He said, seriously, "Why are you messing with me?"
I whispered, (and it was extremely hard to whisper this many words) "I'm not messing with you, I am actually pregnant.  Here's the test."

And then he had his hands on his chest saying, "What?!  How?!  We only did it once!!  Oh my goodness!! You're pregnant?!"  He was insanely excited and I was just sitting there, feeling like I'm dying, wishing I could muster together enough energy and enthusiasm to act really excited.

It took a little while to sink in, but I definitely has.  I'm 5.5 weeks pregnant now.  At 4 weeks pregnant I had a flat stomach and a 6 pack.  This was me in the MORNING on the day I turned 5 weeks (I'm much bigger in the evenings).  I hadn't even showered yet, but I wanted to see how my maternity jeans fit.


Just like with the other two, I am growing insanely quickly.  I don't really understand why this happens to me.  My uterus does get big very very quickly, but I don't get why I immediately get so much bloat higher in my abdomen as well.  It never disappeared with my other two pregnancies, so I don't expect it to this time.

Because I haven't been seeing a fertility clinic, this pregnancy doesn't have the same level of monitoring that my previous pregnancies have had.  Because of that I've taken like 15 pregnancy tests, and as of this morning the lines are still getting much darker every time I take a test! 

As for symptoms - at 5.5 weeks my big symptoms are major fatigue, bloating, and very sore boobs.  I had a lot of aversions last week, but they're not so bad anymore so I think it might have been a strange symptom of my illness.  I'm still getting over it and it's been 2.5 weeks since I got sick.

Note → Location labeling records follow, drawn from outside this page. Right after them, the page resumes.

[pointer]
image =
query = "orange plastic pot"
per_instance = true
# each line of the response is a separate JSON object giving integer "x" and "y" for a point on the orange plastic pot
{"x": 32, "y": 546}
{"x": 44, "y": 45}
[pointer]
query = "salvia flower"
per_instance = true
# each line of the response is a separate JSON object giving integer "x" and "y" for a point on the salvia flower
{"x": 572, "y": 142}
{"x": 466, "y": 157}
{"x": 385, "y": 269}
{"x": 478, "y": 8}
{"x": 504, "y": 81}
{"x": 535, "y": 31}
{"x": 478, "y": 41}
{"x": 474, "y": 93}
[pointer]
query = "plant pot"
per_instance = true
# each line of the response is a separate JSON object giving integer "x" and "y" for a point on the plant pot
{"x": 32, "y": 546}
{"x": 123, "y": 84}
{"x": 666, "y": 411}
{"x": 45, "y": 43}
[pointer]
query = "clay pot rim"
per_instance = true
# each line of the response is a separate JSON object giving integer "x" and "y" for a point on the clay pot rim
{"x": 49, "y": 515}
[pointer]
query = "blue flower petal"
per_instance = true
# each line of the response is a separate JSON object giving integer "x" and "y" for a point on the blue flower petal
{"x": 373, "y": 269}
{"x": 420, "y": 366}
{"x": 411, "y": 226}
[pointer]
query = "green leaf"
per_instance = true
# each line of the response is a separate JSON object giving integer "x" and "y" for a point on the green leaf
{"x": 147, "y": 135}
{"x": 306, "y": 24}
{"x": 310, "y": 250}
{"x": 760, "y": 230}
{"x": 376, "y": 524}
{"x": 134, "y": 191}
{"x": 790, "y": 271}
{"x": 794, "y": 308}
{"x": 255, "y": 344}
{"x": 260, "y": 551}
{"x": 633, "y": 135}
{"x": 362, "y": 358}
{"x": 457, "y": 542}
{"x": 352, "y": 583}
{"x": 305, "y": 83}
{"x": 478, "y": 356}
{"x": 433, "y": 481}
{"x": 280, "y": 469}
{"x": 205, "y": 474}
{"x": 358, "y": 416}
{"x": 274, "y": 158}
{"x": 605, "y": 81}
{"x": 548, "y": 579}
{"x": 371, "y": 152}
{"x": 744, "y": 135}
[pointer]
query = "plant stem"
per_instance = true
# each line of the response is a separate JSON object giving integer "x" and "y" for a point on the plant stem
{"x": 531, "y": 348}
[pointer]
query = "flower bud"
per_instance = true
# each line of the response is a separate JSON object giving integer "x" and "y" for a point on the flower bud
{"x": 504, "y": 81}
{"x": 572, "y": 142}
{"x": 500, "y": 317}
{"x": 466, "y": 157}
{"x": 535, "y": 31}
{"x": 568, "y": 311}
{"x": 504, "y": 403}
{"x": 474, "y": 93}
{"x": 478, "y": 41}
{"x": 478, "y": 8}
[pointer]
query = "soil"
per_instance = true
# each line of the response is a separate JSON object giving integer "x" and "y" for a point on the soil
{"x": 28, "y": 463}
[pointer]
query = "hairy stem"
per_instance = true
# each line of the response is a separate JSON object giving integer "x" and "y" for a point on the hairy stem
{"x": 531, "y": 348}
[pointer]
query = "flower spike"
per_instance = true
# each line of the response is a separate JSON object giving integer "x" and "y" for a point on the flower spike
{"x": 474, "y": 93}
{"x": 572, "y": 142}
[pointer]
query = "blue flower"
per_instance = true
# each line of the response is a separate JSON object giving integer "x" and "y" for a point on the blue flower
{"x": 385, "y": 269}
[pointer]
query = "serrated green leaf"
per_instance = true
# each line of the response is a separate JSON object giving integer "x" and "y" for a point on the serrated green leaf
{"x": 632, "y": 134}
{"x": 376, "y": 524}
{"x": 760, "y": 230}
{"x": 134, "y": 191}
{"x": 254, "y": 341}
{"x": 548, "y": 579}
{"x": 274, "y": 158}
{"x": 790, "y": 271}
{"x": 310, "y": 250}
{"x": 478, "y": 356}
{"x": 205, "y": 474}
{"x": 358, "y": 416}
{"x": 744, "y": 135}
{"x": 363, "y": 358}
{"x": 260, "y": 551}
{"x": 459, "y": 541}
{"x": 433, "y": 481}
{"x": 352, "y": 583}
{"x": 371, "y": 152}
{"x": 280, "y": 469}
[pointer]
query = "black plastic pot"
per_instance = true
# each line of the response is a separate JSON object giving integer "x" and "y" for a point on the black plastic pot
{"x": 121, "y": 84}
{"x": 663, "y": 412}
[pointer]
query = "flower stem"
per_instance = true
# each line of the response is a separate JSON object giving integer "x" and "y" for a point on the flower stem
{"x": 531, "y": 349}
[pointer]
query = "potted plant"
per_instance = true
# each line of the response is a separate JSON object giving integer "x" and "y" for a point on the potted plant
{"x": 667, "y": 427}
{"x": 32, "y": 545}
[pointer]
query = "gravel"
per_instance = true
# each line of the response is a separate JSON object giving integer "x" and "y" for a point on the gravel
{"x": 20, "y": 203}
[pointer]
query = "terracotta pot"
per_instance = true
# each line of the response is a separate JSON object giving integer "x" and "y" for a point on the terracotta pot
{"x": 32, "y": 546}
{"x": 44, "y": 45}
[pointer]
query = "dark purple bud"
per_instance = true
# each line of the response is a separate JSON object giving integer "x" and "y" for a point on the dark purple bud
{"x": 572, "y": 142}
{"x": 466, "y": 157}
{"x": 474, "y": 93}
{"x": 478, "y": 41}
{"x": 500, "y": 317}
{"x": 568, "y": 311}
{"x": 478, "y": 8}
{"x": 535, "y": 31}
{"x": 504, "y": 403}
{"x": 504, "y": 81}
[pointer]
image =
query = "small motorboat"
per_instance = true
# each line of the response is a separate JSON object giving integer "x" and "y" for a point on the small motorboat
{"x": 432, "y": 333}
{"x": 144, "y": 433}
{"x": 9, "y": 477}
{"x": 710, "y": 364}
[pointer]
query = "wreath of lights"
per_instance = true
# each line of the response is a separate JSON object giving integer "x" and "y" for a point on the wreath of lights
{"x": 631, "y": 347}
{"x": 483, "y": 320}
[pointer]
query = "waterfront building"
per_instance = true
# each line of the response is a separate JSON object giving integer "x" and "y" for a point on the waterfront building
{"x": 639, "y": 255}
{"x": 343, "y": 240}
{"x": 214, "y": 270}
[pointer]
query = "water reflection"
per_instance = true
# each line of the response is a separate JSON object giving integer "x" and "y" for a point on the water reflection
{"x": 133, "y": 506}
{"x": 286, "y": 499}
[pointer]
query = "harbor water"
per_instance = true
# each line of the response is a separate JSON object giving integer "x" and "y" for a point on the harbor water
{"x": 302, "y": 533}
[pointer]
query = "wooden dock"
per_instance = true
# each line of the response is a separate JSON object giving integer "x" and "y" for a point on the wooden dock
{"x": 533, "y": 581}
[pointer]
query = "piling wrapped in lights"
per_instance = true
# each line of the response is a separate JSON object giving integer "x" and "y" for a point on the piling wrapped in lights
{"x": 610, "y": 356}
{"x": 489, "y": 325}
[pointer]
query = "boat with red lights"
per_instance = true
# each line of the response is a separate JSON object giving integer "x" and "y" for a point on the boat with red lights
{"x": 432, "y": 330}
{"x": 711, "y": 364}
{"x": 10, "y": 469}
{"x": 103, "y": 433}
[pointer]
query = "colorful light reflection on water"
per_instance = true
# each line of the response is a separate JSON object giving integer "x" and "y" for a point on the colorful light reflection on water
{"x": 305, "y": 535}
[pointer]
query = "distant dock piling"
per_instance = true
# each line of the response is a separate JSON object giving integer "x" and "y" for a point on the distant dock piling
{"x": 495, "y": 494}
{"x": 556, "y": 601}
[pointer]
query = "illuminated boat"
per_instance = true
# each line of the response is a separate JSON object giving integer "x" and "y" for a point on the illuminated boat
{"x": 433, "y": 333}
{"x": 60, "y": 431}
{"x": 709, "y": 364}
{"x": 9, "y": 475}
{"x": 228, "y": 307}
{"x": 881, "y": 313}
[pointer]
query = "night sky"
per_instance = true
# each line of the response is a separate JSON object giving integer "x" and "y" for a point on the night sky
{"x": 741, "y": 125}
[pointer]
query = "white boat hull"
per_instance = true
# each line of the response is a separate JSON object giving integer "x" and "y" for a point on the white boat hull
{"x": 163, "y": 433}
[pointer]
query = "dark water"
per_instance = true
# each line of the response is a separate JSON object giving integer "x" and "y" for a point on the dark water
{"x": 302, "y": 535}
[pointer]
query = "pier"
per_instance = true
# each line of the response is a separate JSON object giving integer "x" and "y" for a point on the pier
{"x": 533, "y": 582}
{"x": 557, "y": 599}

So, this is why I'm back.  I documented by first two pregnancies very closely, and I've enjoyed being able to look back at what happened when with both pregnancies.  Hopefully I can pop in once in awhile to record what happens with this little Bambino.


Monday, March 31, 2014

Isaiah at 18 Months

Isaiah was 18 months on March 22, so I wanted to record a few things about him at this moment in time.


-He's 25lbs and just shy of 32 inches tall.

-He still only has 8 teeth.  His molars have been huge bruised "marbles" under his gums for MONTHS, but just now one is actually cutting through so that part of it is through the gums.  The other ones are still just bruises.

-He gets up between 2 and 4 times a night to nurse.  It's just recently he started sometimes getting up only 2 times.  I love those nights.  But I usually end up laying awake for 2 or 3 hours anyway.

-We cosleep, and we love it and have no plans to stop.

-He doesn't talk much, but he does say Mama, Dada, Noah, more, no, yah, ball, block, Papa, Nana, baby, bird, moo, cheep, and maybe a few other things.

-He likes to build now, not just destroy.

-His "lovey" is a panda that Noah built him at Build-A-Bear, named "Pandy".  He ADORES Pandy, which is especially cute because Noah made him for him. I don't think I have a picture of it, unfortunately.

-He hasn't been sick that many times.  4 or 5 times total, one of them being right now (we all have a cold except Justin).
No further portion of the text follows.